Segundo MPF, cartola do São Paulo recebia propina para lavar dinheiro do BMG

Osvaldo Vieira de Abreu

Contratos de patrocínios do banco com São Paulo e Santos estão sendo investigados

Diretor financeiro do São Paulo entre 22/05/2006 a 26/11/2015, Osvaldo Vieira de Abreu, segundo o Ministério Público Federal, mantinha empresa de fachada com objetivo único de lavar dinheiro para o BMG, afamado ‘Banco do Mensalão’.

Tratava-se da CONSPLAN Consultoria, fundada no início dos anos 90.

Segundo os procuradores, o único ‘cliente’ de Abreu ao longo desse anos todos era o BMG.

Nesse meio tempo, em 2010 o banco fechou contrato de patrocínio com o Tricolor.

Ou seja, Osvaldo Vieira de Abreu, na mesma época em que avalizava, em nome do clube, a assinatura desta parceria, estaria recebendo dinheiro do BMG.

A ‘Operação Macchiato’ conseguiu comprovar, até o momento, repasses do banco à CONSPLAN no valor de R$ 13,9 milhões, em 2014, e R$ R$ 6,6 milhões, em 2015, período em que o cartola Tricolor ocupava cargo na gestão Carlos Miguel Aidar, presidente afastado por acusações de corrupção.

O MPF revelou, também, que, apesar de ter recebido mais de R$ 20,5 milhões nesse período, pelo menos até março de 2016, a empresa, que possuía domicílio fiscal em Varge Grande Paulista/SP, nunca teve sequer um funcionário registrado.

Osvaldo teria ‘lavado’ também, segundo os procuradores, dinheiro do patrocínio do BMG com o Santos Futebol Clube, sob disfarce de intermediário do negócio.

Ouvidos, dirigentes do Peixe entregaram que a CONSPLAN, apesar de ter inserido na contabilidade o recebimento de comissionamento, não participou do negócio.

A acusada ‘propina’, revelada pelo MPF, era sacada em espécie pelo ex-financeiro do São Paulo, procedimento que se estendeu até o recente ano de 2019.

Diz trecho da denúncia, enviada à Justiça Federal:

“(…) não foi apresentado ao fisco qualquer documento capaz de comprovar a efetiva atuação da CONSPLAN tanto na contratação dos empréstimos consignados em que o BANCO BMG S/A figura como credor, como naqueles em que o BCV figura como credor”
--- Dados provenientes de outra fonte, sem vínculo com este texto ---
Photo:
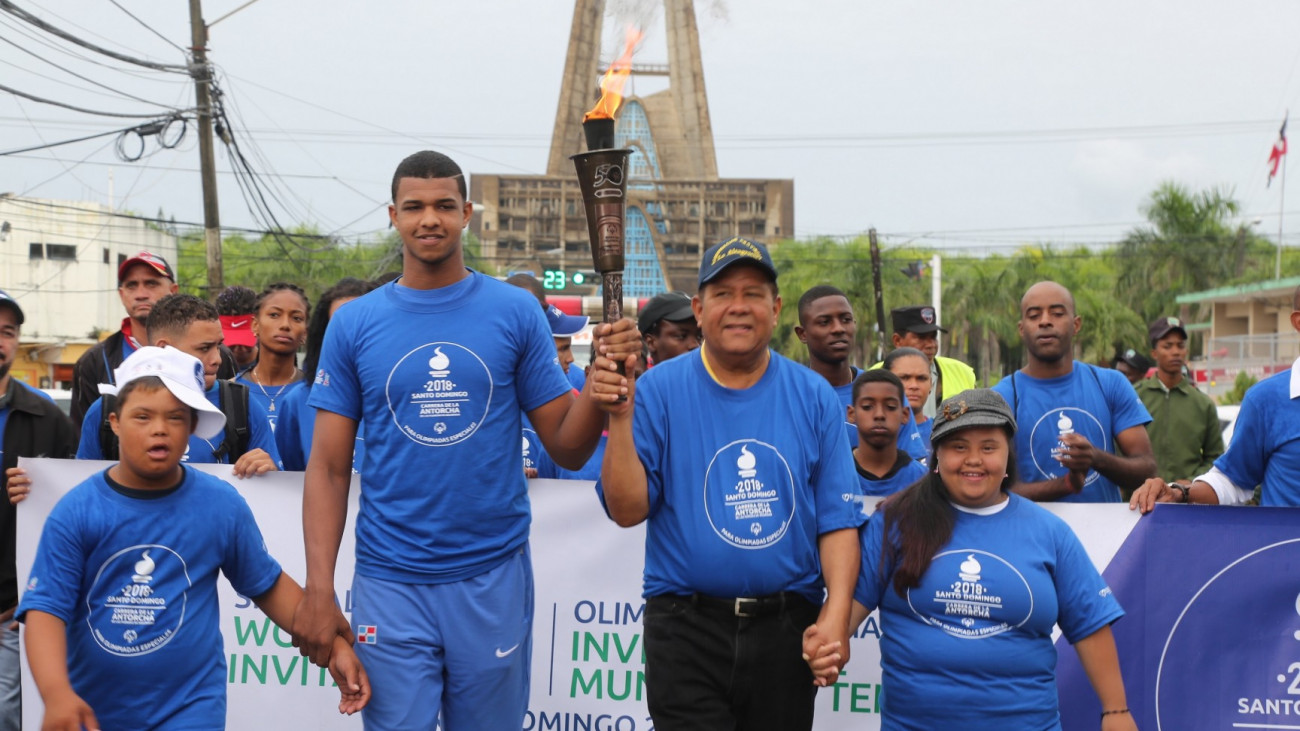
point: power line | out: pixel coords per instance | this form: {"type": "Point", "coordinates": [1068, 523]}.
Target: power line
{"type": "Point", "coordinates": [120, 93]}
{"type": "Point", "coordinates": [73, 107]}
{"type": "Point", "coordinates": [7, 5]}
{"type": "Point", "coordinates": [63, 142]}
“E mais, diversos clientes do BANCO BMG e do BCV, tais como BAMBUÍ BIOENERGIA S/A, CONSTRUTORA SÃO JOSÉ DESENVOLVIMENTO LTDA e SANTOS FUTEBOL CLUBE, confirmaram perante a Receita Federal que não houve qualquer atuação da CONSPLAN na intermediação dos contratos”

“Para comprovar a efetiva prestação dos serviços discriminados no contrato, a CONSPLAN apresentou extratos bancários de 2014 e 2015, onde ficou claro que a CONSPLAN tinha o BMG S/A como seu único cliente e que, considerando o período de janeiro a maio de 2014, o destino do dinheiro aportado pelo banco consistiu basicamente no pagamento de tributos, transferências em favor dos sócios OSVALDO VIEIRA DE ABREU e MARIA EMÍLIA VIEIRA DE ABREU e, em sua maior parte, realização de saques em espécie”
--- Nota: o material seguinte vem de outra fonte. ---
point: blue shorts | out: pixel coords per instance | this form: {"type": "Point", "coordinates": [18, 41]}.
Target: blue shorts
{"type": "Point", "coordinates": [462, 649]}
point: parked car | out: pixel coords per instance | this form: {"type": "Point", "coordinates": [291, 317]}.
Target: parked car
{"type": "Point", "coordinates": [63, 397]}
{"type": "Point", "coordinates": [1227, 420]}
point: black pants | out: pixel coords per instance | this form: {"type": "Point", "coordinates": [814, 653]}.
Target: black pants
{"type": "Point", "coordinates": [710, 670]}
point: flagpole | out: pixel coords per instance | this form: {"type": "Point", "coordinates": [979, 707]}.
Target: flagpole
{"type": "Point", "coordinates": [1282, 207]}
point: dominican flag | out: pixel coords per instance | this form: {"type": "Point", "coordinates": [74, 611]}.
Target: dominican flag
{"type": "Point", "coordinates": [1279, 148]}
“É de se notar que, conforme apontado no Relatório de Inteligência Financeira 4626843, foram realizados diversos saques fracionados na tentativa de evitar a comunicação automática de saques ao COAF, configurando-se a modalidade de lavagem de ativos denominada “smurfing”44. E de acordo com o RIF 46268 essa prática teria ocorrido de 2014 até 2019”

Na última semana, Osvaldo Vieira de Abreu sofreu ‘busca e apreensão’ e teve documentos confiscados pelas investigações.

O BMG mantém parceria com diversos clubes relevantes do país e, muito provavelmente, em breve, outros contratos deverão ser esmiuçados com grande possibilidade de desdobramentos semelhantes.